Five years ago, I discovered a tragic shortage of free online Chinese>Hungarian dictionaries. I soon decided that it was my mission to fill this gap. There was just one small problem I had to overcome: I don’t really speak Chinese.
Here, then, is what I learned about the translation industry as I created the Chinese-Hungarian Dictionary and Corpus (CHDICT), an online open-source, collaboratively edited Chinese>Hungarian dictionary.1
What Is CHDICT?
It’s any and all of the following:
- A downloadable text file with an open public license, where each line contains one Chinese word and its meaning in Hungarian.
- A website where you can look up Chinese or Hungarian words or find the meaning of hand-drawn Chinese characters.
- The translation into Hungarian of the English senses in CC-CEDICT, an established Chinese-English dictionary, and the inspiration for my own project.2
- An online collaboration space where people add, improve, and correct dictionary entries.
I compiled the core portion of CHDICT between February 2015 and May 2017, by translating around 11,000 entries from the venerable CC-CEDICT and the Chinese>German Dictionary HanDeDict, another free online collaborative dictionary.3 My main objective during this initial phase was to translate the English section of CC-CEDICT, focusing on the most frequently used Chinese words, plus those lesser known terms that are included in the Hanyu Shuiping Kaoshi, the People’s Republic of China’s official Chinese Proficiency Test.
In a subsequent phase, I used machine learning to extract bilingual vocabulary from three million Chinese>Hungarian movie subtitles.
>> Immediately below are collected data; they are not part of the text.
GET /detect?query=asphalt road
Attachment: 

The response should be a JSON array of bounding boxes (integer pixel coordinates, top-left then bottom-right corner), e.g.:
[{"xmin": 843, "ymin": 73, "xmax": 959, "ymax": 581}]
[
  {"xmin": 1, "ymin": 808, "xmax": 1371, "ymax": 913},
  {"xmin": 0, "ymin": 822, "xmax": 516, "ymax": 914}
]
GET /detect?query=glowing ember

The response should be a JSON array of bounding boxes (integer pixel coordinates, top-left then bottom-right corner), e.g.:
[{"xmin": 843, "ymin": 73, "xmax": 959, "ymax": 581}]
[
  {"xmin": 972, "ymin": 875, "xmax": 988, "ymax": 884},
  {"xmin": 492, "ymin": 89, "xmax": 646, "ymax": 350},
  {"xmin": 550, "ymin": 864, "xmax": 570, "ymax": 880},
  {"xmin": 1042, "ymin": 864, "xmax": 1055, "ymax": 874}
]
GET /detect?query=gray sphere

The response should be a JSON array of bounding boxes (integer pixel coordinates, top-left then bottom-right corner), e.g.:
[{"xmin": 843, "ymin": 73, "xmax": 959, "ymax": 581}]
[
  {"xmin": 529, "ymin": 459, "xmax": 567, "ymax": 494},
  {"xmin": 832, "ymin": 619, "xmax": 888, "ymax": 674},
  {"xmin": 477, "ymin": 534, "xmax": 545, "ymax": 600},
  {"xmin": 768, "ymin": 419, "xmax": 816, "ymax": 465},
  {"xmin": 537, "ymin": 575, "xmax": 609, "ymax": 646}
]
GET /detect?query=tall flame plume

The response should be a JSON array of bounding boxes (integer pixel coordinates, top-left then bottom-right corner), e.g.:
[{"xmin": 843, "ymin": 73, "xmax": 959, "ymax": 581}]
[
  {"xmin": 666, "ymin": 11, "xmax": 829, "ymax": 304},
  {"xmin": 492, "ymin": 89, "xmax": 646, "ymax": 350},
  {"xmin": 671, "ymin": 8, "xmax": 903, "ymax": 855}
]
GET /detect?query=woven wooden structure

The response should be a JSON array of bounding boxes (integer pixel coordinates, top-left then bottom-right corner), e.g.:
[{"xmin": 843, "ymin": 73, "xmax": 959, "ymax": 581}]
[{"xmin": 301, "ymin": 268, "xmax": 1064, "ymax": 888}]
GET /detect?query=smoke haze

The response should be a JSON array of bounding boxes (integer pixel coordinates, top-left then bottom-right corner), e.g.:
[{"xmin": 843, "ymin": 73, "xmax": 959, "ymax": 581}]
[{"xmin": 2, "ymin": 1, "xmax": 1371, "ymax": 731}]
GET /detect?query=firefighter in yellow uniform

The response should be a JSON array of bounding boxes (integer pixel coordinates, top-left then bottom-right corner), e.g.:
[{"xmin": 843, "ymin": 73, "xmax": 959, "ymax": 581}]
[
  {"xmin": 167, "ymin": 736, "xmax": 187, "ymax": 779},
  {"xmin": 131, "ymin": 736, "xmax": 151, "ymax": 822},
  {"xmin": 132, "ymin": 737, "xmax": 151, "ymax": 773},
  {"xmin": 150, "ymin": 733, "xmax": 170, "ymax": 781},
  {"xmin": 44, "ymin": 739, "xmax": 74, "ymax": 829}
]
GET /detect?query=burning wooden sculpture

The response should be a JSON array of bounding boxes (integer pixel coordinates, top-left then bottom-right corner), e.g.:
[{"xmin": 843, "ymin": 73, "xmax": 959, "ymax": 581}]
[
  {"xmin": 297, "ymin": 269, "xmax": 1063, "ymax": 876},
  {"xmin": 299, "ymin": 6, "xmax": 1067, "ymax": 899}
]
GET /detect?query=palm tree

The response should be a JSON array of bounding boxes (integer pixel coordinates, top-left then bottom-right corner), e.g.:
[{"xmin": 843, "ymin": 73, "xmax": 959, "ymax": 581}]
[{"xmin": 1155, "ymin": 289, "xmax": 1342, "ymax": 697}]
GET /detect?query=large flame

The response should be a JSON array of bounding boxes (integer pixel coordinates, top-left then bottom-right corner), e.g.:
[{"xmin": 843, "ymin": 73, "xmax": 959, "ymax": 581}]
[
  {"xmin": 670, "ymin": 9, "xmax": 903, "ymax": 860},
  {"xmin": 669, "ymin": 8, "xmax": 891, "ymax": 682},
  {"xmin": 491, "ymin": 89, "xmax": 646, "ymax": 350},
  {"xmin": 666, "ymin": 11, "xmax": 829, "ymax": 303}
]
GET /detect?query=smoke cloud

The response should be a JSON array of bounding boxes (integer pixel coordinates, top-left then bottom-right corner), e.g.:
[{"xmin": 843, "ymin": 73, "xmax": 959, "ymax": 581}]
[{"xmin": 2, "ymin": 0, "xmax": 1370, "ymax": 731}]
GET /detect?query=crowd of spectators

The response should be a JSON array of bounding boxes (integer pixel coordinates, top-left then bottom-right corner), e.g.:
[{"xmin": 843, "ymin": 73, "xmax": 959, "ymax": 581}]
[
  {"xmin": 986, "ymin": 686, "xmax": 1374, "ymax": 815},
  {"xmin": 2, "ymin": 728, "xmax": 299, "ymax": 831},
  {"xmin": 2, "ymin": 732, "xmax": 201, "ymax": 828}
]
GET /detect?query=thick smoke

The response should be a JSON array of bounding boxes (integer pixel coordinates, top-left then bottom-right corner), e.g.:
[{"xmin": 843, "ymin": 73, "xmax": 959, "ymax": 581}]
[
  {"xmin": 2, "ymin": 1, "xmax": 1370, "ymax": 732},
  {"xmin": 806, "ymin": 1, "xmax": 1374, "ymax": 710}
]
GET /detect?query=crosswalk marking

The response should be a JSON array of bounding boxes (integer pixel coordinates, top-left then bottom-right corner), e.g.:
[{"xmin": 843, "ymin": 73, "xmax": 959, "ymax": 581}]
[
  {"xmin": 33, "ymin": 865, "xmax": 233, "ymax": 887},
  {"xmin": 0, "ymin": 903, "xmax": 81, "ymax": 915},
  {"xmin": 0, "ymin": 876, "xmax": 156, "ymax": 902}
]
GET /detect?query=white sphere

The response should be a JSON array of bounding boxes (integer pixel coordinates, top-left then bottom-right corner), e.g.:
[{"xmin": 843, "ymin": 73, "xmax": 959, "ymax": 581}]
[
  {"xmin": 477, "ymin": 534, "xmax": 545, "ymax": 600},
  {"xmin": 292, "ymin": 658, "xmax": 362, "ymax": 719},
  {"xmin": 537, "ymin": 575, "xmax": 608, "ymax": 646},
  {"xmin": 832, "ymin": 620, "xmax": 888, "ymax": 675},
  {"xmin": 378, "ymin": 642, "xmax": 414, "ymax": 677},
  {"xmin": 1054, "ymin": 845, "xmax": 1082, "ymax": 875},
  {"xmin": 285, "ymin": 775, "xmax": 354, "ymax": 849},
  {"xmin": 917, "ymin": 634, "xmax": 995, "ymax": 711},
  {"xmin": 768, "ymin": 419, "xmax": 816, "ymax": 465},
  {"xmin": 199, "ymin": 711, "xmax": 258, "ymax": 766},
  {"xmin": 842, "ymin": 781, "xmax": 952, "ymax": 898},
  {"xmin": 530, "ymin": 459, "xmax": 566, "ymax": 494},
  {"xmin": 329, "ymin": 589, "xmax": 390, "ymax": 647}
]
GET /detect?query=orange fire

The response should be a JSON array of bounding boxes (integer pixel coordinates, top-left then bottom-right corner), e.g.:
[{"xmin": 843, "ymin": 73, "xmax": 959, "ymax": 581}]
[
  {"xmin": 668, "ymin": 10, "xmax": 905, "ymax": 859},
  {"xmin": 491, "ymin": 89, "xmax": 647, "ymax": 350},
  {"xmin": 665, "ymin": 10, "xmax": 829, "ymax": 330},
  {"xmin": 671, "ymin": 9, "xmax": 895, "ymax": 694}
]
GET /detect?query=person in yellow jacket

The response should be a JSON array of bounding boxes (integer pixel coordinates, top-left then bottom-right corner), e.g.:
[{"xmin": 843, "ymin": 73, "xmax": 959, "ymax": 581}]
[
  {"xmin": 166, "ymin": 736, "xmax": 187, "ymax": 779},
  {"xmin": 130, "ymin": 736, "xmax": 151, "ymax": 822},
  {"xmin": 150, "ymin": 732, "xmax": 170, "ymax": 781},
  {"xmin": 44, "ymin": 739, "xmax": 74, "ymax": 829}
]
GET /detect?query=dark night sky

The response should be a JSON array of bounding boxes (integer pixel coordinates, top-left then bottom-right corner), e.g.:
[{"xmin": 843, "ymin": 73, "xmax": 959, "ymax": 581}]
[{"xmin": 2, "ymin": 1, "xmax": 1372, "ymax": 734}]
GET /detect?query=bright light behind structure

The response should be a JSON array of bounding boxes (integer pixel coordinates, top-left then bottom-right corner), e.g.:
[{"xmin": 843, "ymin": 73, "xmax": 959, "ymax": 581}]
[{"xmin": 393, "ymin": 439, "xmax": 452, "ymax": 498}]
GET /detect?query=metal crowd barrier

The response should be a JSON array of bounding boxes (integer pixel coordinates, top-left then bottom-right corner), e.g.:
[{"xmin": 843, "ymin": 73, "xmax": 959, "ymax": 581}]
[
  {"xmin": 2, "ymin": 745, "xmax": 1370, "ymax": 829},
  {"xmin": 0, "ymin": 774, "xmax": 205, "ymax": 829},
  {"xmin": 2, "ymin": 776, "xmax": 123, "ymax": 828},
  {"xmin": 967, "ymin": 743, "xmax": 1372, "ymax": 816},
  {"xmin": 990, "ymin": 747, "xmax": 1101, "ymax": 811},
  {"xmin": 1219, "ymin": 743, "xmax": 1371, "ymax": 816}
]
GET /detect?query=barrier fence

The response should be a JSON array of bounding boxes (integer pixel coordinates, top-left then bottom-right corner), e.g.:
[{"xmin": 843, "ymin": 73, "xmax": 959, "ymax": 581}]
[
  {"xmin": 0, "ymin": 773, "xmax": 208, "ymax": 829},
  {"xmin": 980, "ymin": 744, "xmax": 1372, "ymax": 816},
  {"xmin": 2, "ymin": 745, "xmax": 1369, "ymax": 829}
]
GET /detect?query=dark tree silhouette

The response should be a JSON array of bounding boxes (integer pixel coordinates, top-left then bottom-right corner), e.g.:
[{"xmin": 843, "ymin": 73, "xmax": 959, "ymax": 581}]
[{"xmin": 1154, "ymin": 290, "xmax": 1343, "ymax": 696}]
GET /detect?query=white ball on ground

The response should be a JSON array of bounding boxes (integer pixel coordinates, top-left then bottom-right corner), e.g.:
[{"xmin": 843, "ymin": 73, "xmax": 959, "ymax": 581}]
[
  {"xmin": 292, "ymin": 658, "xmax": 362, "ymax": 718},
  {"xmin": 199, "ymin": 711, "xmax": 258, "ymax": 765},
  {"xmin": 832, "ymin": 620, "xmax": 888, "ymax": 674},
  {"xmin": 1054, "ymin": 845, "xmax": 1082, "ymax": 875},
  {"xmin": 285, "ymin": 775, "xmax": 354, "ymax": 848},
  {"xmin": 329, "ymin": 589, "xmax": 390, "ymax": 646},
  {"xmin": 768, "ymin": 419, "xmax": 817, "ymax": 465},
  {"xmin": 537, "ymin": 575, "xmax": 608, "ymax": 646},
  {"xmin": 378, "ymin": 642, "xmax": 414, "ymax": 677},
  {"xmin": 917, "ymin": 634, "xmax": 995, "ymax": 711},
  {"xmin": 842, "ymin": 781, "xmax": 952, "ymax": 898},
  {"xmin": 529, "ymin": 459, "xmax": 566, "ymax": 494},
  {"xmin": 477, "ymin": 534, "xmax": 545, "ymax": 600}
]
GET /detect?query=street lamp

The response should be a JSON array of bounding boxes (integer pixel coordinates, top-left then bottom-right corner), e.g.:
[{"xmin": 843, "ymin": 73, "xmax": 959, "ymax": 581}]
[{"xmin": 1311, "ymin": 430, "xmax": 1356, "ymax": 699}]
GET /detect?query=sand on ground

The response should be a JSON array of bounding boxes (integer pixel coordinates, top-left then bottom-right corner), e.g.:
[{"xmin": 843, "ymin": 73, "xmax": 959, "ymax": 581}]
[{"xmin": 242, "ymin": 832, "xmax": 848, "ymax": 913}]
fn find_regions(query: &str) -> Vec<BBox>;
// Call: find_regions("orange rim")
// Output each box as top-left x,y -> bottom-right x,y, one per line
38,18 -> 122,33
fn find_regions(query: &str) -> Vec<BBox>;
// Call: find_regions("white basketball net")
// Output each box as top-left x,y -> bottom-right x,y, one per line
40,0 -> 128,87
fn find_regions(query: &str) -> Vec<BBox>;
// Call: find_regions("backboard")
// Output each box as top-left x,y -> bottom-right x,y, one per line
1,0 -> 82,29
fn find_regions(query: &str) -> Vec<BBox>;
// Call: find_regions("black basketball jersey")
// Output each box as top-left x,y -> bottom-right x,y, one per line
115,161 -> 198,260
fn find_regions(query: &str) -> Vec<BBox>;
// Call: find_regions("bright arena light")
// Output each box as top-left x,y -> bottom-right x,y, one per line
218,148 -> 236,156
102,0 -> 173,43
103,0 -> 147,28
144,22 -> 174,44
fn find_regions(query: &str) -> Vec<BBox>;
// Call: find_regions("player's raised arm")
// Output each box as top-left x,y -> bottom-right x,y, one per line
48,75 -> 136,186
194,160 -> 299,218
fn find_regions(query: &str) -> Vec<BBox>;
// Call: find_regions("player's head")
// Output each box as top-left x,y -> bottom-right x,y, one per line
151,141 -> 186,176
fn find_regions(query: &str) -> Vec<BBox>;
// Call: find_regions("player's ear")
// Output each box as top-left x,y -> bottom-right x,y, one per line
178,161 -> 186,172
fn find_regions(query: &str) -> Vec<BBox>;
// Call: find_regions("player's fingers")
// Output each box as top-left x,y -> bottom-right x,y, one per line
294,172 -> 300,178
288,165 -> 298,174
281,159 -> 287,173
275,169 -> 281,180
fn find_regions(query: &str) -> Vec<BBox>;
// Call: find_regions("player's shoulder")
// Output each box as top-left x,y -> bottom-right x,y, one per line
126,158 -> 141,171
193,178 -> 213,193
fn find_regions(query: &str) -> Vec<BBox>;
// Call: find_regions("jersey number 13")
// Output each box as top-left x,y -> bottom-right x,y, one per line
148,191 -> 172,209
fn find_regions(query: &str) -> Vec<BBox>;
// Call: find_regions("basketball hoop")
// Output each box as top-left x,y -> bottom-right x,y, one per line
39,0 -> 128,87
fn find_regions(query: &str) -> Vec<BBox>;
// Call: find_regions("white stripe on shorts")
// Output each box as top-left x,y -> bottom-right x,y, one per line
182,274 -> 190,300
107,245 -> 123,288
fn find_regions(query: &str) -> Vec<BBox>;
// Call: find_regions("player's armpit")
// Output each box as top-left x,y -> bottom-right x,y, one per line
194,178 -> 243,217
In this way I was able to manually review and add another 4,000 entries to CHDICT in only a few months. Over the same period, the dictionary began to attract contributors, who added or amended hundreds of entries on their own.
I want to use this opportunity to share what the process of developing a dictionary for niche language combinations has taught me about professional translation.
Everything You Translate Is Another Translator’s Input
A dictionary is typically an input that you use as a translator, and not the output of your work. When you translate a dictionary, it turns everything upside down. As I thought more about this, I realized that most of our output as translators is a direct input into the work of other translators. That’s clearly the case when you build a shared glossary. But even when you just commit segments into a translation memory, you’re growing a resource that another translator will probably use later. From this angle, translating a dictionary no longer seems particularly special.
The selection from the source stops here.